Calculate the angular velocity of the milk carton

No. You need to use the moment of inertia about the corner of the carton and you need to find the correct height of the center of mass when tipping occurs.

 

That is true, but since no mention is made in the problem about liquid in the carton, we may assume that it is empty. It could an empty carton on a cafeteria conveyor belt on its way to the trash disposal area.

On edit: Of course, the moment of inertia of an empty carton is more complicated to calculate.

 

It's also an issue for cartons that are full. The milk would tend to rotate internally in the opposite direction.
But an earlier part of the question says to ignore any sloshing around https://www.physicsforums.com/threads/calculate-the-maximum-acceleration-of-a-milk-carton.911818/.

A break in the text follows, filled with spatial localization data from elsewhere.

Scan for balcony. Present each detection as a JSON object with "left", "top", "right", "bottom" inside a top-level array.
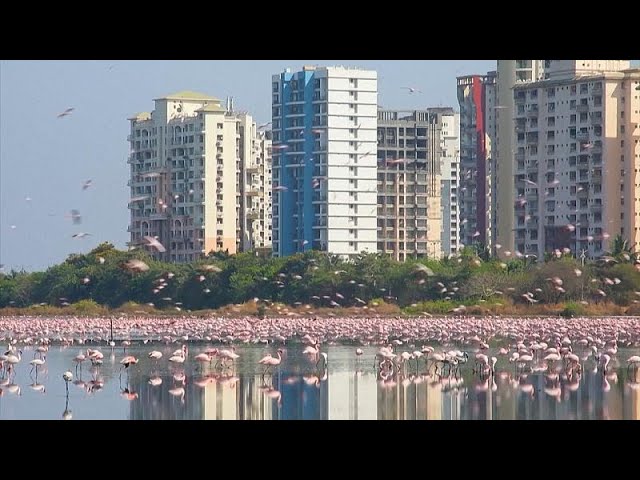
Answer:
[
  {"left": 576, "top": 132, "right": 589, "bottom": 142},
  {"left": 246, "top": 188, "right": 262, "bottom": 196},
  {"left": 590, "top": 204, "right": 603, "bottom": 213},
  {"left": 149, "top": 213, "right": 169, "bottom": 221},
  {"left": 515, "top": 124, "right": 526, "bottom": 133},
  {"left": 246, "top": 164, "right": 260, "bottom": 173},
  {"left": 577, "top": 104, "right": 589, "bottom": 113},
  {"left": 527, "top": 107, "right": 539, "bottom": 118}
]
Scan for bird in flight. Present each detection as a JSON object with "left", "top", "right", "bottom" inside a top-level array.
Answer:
[
  {"left": 386, "top": 158, "right": 406, "bottom": 165},
  {"left": 67, "top": 209, "right": 82, "bottom": 225},
  {"left": 57, "top": 108, "right": 74, "bottom": 118},
  {"left": 72, "top": 232, "right": 91, "bottom": 239},
  {"left": 402, "top": 87, "right": 422, "bottom": 94},
  {"left": 82, "top": 179, "right": 93, "bottom": 190},
  {"left": 143, "top": 236, "right": 167, "bottom": 253}
]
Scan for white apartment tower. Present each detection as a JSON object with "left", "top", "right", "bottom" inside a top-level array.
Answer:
[
  {"left": 440, "top": 110, "right": 461, "bottom": 256},
  {"left": 512, "top": 60, "right": 639, "bottom": 260},
  {"left": 128, "top": 91, "right": 272, "bottom": 262},
  {"left": 271, "top": 66, "right": 378, "bottom": 258},
  {"left": 237, "top": 114, "right": 273, "bottom": 254}
]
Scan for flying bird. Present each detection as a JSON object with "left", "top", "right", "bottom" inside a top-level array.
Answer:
[
  {"left": 123, "top": 259, "right": 150, "bottom": 273},
  {"left": 82, "top": 180, "right": 93, "bottom": 190},
  {"left": 67, "top": 209, "right": 82, "bottom": 225},
  {"left": 143, "top": 236, "right": 166, "bottom": 253},
  {"left": 72, "top": 232, "right": 91, "bottom": 239},
  {"left": 57, "top": 107, "right": 74, "bottom": 118},
  {"left": 402, "top": 87, "right": 422, "bottom": 94}
]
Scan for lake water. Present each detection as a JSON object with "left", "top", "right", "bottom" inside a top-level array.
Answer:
[{"left": 1, "top": 344, "right": 639, "bottom": 420}]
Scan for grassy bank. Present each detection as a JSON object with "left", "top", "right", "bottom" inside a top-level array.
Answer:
[{"left": 0, "top": 298, "right": 637, "bottom": 318}]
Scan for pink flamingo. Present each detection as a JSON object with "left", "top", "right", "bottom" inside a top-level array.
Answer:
[
  {"left": 628, "top": 355, "right": 640, "bottom": 375},
  {"left": 258, "top": 349, "right": 284, "bottom": 376}
]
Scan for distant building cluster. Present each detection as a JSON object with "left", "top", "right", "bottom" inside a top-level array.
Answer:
[{"left": 128, "top": 60, "right": 640, "bottom": 262}]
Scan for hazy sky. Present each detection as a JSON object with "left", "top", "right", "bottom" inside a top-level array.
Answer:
[{"left": 1, "top": 60, "right": 636, "bottom": 272}]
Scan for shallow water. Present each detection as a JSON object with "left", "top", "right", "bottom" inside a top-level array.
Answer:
[{"left": 1, "top": 344, "right": 639, "bottom": 420}]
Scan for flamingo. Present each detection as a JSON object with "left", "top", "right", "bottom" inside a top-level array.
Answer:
[
  {"left": 316, "top": 352, "right": 328, "bottom": 370},
  {"left": 599, "top": 354, "right": 611, "bottom": 373},
  {"left": 148, "top": 350, "right": 163, "bottom": 361},
  {"left": 119, "top": 356, "right": 138, "bottom": 376},
  {"left": 169, "top": 386, "right": 186, "bottom": 404},
  {"left": 627, "top": 355, "right": 640, "bottom": 375},
  {"left": 29, "top": 356, "right": 46, "bottom": 375},
  {"left": 62, "top": 371, "right": 73, "bottom": 395},
  {"left": 218, "top": 347, "right": 239, "bottom": 367},
  {"left": 258, "top": 349, "right": 284, "bottom": 377}
]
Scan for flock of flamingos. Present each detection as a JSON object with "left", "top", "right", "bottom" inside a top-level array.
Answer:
[{"left": 1, "top": 314, "right": 640, "bottom": 413}]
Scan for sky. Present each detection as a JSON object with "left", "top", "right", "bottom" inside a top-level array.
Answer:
[{"left": 1, "top": 59, "right": 637, "bottom": 272}]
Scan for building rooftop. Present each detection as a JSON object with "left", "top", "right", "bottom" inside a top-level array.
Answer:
[
  {"left": 196, "top": 102, "right": 226, "bottom": 113},
  {"left": 154, "top": 90, "right": 219, "bottom": 102},
  {"left": 513, "top": 70, "right": 640, "bottom": 89},
  {"left": 128, "top": 112, "right": 152, "bottom": 122}
]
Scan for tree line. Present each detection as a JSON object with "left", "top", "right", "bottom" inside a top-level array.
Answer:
[{"left": 1, "top": 237, "right": 640, "bottom": 315}]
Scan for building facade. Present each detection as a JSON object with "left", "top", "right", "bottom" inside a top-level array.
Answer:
[
  {"left": 456, "top": 73, "right": 497, "bottom": 252},
  {"left": 377, "top": 108, "right": 451, "bottom": 261},
  {"left": 237, "top": 114, "right": 273, "bottom": 255},
  {"left": 127, "top": 91, "right": 272, "bottom": 262},
  {"left": 494, "top": 60, "right": 546, "bottom": 256},
  {"left": 512, "top": 60, "right": 639, "bottom": 260},
  {"left": 439, "top": 110, "right": 461, "bottom": 256},
  {"left": 271, "top": 66, "right": 378, "bottom": 259}
]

There is another complication. Is it easily shown that the carton does not lose contact with the ground?

 

Why are you dividing the 0.195 by 2 but not the 0.07?

 

And why do you think the CM is at height ##\frac{0.195}{2}~m## just before the carton tips over? That's its height when the carton sits flat on the conveyor belt.

 

Yes, but it is important to understand why. Start with ##I_{CM}=\frac{1}{12}M(l^2+a^2)## and apply the parallel axes theorem. Try using symbols, not numbers. What do you get?

 

I assume you mean Md², not M+d².
What is d² in terms of l and a?

 

So what do you get now for the vertical displacement of the mass centre?